As I said, it was a slim volume and would be incomprehensible to most, unless they knew the code to read it. This was part of the training we had all experienced at the Ostium Network.
Erm, yeah. I didn’t get that bloody training. And I’m pretty sure mum didn’t either. Would’ve been pretty handy. At least I have Zhang to help. Okay. That’s all.
I devoured it in an hour or so. I was planning on recounting the story here, in my chronicle, but instead have decided to keep the volume together with this work of mine, as they both relate strongly to each other. All I will say for now is that I am not the only one who has been screwed over by the Ostium Network and left in whatever time and place they were visiting to fend for themselves and most likely die. Also the most startling thing about the story in this volume, other than the actual book binding being from the future, is the fact that the story of the person traveling through an Ostium door is not taken to a time before my own time here and now, in the eleventh century, but much farther in the future. Specifically the year 1666. A most auspicious year when there was something known as the Great Fire of London taking place.
As you will learn in my Author’s Endnote to this saga, the slim volume talked about was found along with this accompanying chronicle and served as the true genesis for the OStium Sagas: two disparate tales from different times that were inextricably linked together, even if the COnclave does not full know or understand how. Suffice to say the saga after this one will be that slim volume that is talked about. It is reproduced in this volume in its entirety, word for word, even if little to nothing is understood about it. As with this chronicler’s enigmatic note, it is added to the OStium Sagas with the hope that one day we will have one or more members of the Conclave who will be able to not only understand it, but more importantly, translate it so that all in the Conclave at that time will finally understand it, and to use it as a tool for future generations of the Conclave.
Holy shit. That’s all I’m going to say for now: just holy shit.
Even though it had now been decades since I had been abandoned by the Ostium Network, as I’ve said, I created a life for myself. I became part of a family. But at the same time there was still a part of me that felt distant. Different. Like it did not belong.
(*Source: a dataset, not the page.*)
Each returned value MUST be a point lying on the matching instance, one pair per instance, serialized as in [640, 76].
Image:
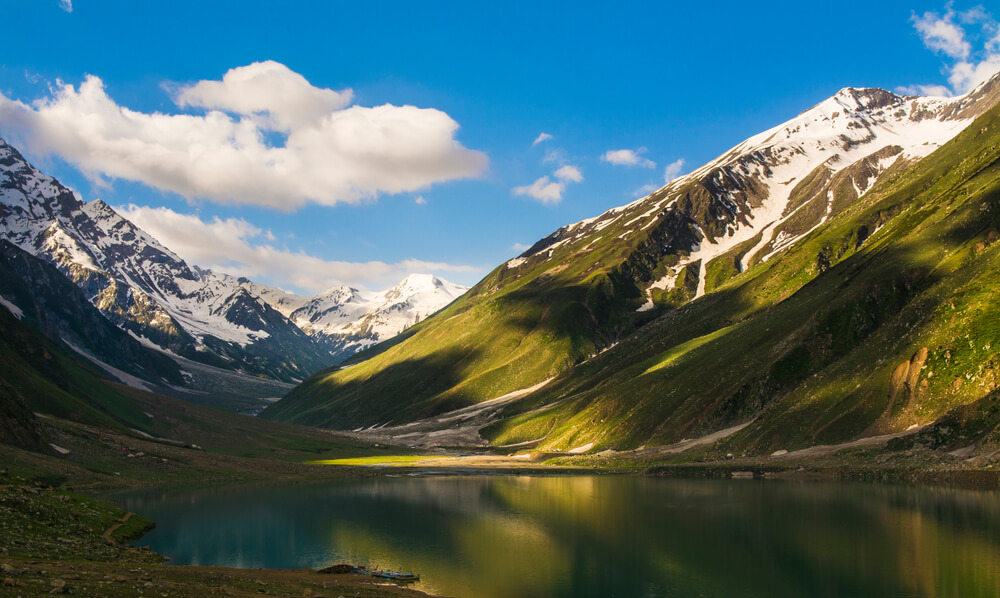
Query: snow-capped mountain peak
[772, 189]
And that feeling has never left me, as much as I have wanted it to.
But now, reading this other story, of another person, in a very different time from mine who went through the same thing. I won’t say it gives me hope, because that would not be true. But knowing there are others, maybe someone at some time tried to stop them. To change things. This is why I write this chronicle now as I reach my elder years and feel death starting to rear its ugly head and take notice of me.
But my time is not quite over yet.
The next day I returned to the market looking for the monk and his rickety stall once again, and felt dread descend upon me when I could not find him. But then I did: he was simply in a different location to yesterday. I approached him and asked him about the book. He seemed amused that I should have an interest in words that were complete nonsense, unless I actually understood them? He asked. No, I said, as you say, it is complete gibberish, and yet it still holds a fascination for me, that someone wrote these words that seem to have no meaning. What was their intent? Why did they do it?
The monk had no idea and clearly wanted me gone. I asked where the volume had been found, and he said in a hidden space in the priory that one of the other monks had accidentally discovered it one day. He wasn’t even sure why the small book had been added with the rest of the items for sale. And that’s where he stopped, perhaps wondering if he had said too much; worrying that he may change my mind and I might want to return the book. To quickly put his mind at ease, I asked him if any other volumes of this kind had ever been found. He humored me with this last question and said no. And that was the end of it. I went on my way, never to see him again.
As the market ended and the sellers and barriers took down their stalls and went on towards the next town, I thought about what the monk had told me. About where the book had been found. This familiarity to my own situation was not lost on me. So much so that as soon as I had the time, I went back up to the ruined church to where a door was supposed to take me back to Ostium but did not. I studied the ground where I had buried the note all those years ago that had done nothing, to see if it had been tampered with. It looked just as I had left it many years before: undisturbed. But when I dug down in search of the parchment I had buried there, I was unable to find it. I dug and searched for hours, all to no avail. No one could have taken it. As I said, I made sure it looked just as before, with the specific arrangement of stones and rocks upon it. For all intents and purposes. It appeared the message I had left for those at the Ostium Network had simply disappeared.
Unavoidably, I felt a chill run down my back at that moment in time, just as I feel another run down my gnarled spine at this moment, as I write these words.
I went back to my town and my wife and my family and never returned to the ruins of the church again.